Con il suo bacino di dati, che comprende quasi 32.000 popolazioni di 5.230 specie di vertebrati, il Living Planet Index (LPI), fornito nel rapporto dalla ZSL (Zoological Society of London), mostra che nelle regioni tropicali l’abbondanza delle popolazioni di vertebrati selvatici monitorati sta crollando a un ritmo particolarmente sconcertante. Il Wwf è estremamente preoccupato per questa tendenza, poiché queste aree geografiche sono tra le più ricche di biodiversità al mondo. In particolare, i dati del LPI rivelano che tra il 1970 e il 2018 le popolazioni di fauna selvatica monitorate in America Latina e nella regione dei Caraibi sono diminuite in media del 94%.

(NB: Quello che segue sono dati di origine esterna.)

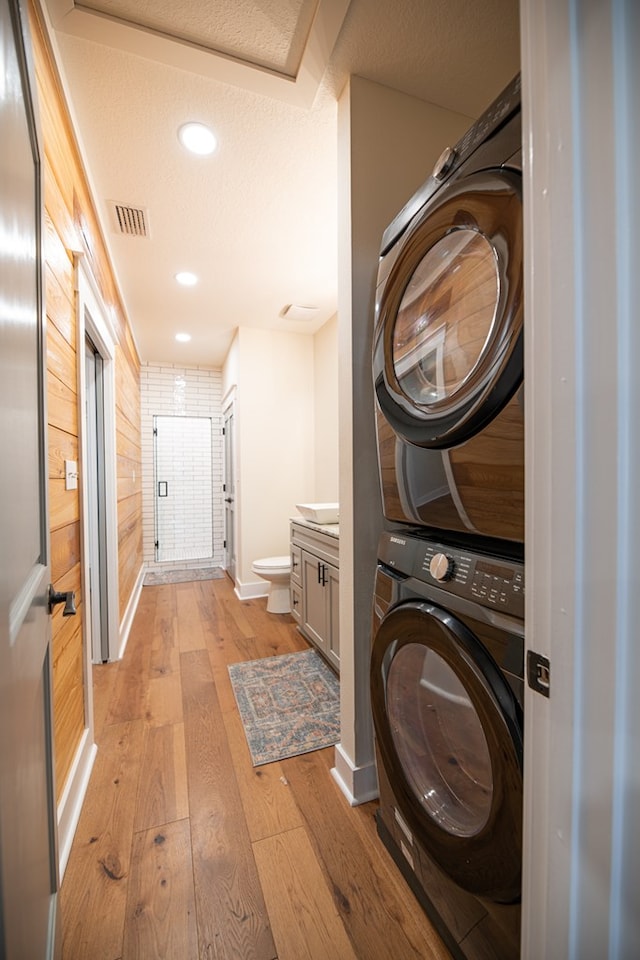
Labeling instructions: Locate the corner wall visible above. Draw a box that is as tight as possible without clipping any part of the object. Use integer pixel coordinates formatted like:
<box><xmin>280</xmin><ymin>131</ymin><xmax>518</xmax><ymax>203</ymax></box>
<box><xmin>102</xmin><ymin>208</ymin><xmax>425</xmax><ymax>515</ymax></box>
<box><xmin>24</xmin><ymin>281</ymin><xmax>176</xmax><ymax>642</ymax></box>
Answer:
<box><xmin>312</xmin><ymin>315</ymin><xmax>339</xmax><ymax>503</ymax></box>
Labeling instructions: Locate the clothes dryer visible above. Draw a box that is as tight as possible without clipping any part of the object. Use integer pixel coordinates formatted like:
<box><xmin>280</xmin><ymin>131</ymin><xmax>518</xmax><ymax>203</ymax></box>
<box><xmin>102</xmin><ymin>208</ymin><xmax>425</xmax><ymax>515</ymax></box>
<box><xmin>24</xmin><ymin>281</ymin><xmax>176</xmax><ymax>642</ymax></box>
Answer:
<box><xmin>373</xmin><ymin>77</ymin><xmax>524</xmax><ymax>543</ymax></box>
<box><xmin>371</xmin><ymin>530</ymin><xmax>524</xmax><ymax>960</ymax></box>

In circa 50 anni, a livello globale le popolazioni d’acqua dolce monitorate sono diminuite in media dell’83%: si tratta del più grande declino di qualsiasi gruppo di specie. La perdita di habitat e le barriere alle rotte migratorie sono responsabili di circa la metà delle minacce alle specie ittiche migratorie monitorate.

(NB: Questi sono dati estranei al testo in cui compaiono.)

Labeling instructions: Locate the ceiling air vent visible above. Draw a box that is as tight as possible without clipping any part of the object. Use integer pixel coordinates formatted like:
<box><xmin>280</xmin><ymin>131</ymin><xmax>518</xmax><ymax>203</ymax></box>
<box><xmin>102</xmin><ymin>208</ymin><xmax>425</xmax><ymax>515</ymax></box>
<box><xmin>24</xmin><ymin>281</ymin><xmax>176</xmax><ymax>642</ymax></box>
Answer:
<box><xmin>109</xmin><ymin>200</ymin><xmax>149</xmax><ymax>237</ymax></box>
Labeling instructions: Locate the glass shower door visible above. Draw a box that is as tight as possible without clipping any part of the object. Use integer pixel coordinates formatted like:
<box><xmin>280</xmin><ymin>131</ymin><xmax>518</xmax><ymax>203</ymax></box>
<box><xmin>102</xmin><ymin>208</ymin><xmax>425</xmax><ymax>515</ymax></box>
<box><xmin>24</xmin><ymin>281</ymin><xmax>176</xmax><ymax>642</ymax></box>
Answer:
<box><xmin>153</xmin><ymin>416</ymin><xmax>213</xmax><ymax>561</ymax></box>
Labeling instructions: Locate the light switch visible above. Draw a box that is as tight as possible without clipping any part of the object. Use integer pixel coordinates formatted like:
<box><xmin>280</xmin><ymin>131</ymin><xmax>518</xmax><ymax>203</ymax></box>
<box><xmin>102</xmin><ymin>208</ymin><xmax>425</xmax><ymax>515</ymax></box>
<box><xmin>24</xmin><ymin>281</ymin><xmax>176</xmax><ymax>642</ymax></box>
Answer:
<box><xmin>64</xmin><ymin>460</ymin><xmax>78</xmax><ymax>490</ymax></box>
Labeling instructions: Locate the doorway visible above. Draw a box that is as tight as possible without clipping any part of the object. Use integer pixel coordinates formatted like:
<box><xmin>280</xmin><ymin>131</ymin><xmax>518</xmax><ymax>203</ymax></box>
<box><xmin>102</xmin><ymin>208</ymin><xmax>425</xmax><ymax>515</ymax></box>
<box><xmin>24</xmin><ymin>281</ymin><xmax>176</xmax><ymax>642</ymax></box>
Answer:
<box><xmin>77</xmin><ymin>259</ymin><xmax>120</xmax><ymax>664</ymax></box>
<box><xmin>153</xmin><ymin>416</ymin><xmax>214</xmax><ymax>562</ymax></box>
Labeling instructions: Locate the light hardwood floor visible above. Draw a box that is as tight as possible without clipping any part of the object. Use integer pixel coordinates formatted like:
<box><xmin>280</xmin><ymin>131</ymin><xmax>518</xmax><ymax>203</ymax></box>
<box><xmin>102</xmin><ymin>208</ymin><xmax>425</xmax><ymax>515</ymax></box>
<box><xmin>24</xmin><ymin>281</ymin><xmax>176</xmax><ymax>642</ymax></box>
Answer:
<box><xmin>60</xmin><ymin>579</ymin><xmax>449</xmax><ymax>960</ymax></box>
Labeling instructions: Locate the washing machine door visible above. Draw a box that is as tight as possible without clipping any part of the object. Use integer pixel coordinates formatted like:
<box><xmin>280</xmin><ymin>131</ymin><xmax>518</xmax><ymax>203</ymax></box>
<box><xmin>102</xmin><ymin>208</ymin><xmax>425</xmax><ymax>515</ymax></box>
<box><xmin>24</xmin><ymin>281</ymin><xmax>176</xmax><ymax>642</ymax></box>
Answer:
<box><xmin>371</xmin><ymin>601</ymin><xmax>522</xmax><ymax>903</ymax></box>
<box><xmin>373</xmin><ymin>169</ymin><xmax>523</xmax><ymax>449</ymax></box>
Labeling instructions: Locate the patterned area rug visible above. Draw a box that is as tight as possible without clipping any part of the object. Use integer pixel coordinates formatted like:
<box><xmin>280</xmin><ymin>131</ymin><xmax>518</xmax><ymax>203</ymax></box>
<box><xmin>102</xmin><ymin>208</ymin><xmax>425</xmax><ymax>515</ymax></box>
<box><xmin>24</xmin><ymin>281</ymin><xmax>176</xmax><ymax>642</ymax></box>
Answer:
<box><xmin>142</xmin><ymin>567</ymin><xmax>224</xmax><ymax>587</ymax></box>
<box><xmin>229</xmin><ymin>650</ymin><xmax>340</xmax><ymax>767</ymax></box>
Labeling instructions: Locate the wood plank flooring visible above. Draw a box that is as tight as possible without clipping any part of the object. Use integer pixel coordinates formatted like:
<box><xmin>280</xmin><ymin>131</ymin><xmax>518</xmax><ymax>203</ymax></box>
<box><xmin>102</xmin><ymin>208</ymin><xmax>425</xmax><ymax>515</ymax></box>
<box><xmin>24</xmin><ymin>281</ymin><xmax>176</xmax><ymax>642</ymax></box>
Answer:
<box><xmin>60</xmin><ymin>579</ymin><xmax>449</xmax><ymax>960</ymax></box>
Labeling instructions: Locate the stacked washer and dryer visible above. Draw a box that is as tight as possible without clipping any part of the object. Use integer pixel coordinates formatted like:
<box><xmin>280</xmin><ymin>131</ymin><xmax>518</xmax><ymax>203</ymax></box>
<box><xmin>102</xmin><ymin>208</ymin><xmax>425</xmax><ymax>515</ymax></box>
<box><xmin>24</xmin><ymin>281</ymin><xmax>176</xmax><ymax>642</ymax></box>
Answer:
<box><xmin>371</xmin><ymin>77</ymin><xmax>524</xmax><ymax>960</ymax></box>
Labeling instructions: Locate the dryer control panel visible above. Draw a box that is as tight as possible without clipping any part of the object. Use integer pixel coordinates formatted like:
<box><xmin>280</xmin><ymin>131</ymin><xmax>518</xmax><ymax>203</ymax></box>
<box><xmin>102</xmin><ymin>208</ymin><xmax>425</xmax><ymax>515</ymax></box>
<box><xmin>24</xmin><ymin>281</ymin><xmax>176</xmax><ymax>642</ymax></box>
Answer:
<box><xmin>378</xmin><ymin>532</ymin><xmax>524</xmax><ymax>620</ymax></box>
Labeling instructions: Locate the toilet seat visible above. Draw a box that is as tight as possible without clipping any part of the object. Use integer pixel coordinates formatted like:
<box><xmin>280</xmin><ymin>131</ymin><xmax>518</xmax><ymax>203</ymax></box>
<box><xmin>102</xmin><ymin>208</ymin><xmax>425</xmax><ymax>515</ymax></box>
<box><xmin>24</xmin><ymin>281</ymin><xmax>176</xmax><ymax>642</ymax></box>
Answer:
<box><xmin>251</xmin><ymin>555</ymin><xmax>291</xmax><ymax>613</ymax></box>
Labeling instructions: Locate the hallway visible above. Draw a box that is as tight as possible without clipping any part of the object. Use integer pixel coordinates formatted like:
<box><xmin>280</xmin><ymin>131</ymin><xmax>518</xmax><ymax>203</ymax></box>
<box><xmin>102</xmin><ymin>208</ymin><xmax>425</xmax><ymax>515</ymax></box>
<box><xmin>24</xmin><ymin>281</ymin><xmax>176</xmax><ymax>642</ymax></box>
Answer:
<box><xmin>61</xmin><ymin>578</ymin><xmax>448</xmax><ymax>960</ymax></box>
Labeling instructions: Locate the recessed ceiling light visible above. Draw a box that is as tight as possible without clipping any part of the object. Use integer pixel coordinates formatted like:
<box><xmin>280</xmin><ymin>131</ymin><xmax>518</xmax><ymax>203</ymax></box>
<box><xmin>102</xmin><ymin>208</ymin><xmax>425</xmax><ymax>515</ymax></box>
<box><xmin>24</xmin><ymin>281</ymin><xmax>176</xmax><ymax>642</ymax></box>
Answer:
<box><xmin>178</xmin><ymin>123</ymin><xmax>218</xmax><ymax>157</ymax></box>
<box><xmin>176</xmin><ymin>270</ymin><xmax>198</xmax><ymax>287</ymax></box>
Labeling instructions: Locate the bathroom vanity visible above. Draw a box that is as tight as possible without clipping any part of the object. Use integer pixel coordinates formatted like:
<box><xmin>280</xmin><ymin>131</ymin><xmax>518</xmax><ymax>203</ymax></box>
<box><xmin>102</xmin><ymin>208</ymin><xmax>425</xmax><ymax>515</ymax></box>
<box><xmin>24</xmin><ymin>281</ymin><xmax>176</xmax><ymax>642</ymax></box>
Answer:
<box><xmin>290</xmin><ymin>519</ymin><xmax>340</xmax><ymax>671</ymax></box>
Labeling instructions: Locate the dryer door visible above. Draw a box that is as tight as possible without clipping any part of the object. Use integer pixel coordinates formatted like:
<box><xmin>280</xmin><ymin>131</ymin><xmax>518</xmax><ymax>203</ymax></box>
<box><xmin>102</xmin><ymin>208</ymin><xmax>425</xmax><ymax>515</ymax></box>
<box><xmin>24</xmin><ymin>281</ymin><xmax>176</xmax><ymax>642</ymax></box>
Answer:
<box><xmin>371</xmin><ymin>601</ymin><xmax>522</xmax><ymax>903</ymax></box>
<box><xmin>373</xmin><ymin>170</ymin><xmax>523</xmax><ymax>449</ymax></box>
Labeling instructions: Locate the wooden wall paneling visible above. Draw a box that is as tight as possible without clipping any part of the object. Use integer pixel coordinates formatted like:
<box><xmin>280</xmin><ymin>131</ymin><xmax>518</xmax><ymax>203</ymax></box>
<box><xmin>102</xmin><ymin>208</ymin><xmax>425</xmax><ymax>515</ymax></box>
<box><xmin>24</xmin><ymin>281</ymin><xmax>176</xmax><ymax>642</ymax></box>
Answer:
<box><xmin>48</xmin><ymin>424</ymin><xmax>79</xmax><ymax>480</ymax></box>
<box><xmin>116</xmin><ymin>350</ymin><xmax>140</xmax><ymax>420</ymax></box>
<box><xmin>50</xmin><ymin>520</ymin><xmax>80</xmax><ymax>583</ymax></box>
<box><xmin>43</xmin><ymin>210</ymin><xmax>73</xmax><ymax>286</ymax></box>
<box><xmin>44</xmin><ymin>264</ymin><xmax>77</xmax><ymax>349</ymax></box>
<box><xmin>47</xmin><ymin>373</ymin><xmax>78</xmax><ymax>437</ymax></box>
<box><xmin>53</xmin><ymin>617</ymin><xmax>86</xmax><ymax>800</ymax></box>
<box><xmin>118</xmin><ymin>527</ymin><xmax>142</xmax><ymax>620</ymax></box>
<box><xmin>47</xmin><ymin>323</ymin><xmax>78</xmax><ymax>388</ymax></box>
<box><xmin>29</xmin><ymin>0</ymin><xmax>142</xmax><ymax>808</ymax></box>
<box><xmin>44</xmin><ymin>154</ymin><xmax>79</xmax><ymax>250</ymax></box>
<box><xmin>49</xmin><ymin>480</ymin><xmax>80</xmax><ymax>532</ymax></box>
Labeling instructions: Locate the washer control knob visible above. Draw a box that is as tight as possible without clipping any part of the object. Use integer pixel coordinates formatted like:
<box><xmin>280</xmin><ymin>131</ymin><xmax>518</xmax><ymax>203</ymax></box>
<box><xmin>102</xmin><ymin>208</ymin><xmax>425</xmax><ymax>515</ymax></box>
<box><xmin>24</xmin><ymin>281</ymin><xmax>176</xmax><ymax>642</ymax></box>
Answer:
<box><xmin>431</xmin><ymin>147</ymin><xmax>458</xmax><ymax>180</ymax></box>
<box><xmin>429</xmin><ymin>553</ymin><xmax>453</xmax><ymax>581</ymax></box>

Bilancio drammatico anche per la fauna selvatica in America Latina e Caraibi che è diminuita in media del 94% dal 1970. Crisi biologica, climatica ed economica sono strettamente correlate – sottolinea il Wwf - dalla COP15 di dicembre ci aspettiamo un ambizioso accordo sulla biodiversità globale. La Quindicesima Conferenza delle Parti della Convenzione delle Nazioni Unite sulla Diversità Biologica (Cop 15) si terrà a Montreal, in Canada, dal 7 al 19 dicembre, sotto la presidenza della Cina.
Il Living Planet Index del rapporto mostra che non c’è tempo da perdere se vogliamo una società “nature-positive”. Per Iorganizzazione indipendente dedicata alla conservazione della natura, dobbiamo dimezzare l’impronta globale di produzione e consumo entro il 2030. «I dati del Living Planet Report sono l’ennesimo, drammatico allarme del pessimo stato di salute della biodiversità globale e confermano che il tempo a nostra disposizione per invertire la curva dell’emorragia di natura che contraddistingue la nostra epoca è ormai agli sgoccioli – puntualizza Luciano Di Tizio, presidente Wwf Italia - Senza un cambiamento strutturale nelle nostre politiche, economie, abitudini quasi nessuno degli Obiettivi di sviluppo sostenibile dell’Onu (SDGs) potrà essere raggiunto. Per invertire la perdita di natura e garantire un futuro più sicuro e sano per tutti è indispensabile dimezzare l’impronta globale di produzione e consumo entro il 2030. Abbiamo bisogno di trasformare radicalmente la nostra cultura e la nostra società».
In Italia il Wwf ha avanzato proposte concrete: entro un anno serve una legge sul clima, una per contrastare il consumo del suolo ed un Codice della Natura per razionalizzare tutte le norme a tutela della nostra biodiversità.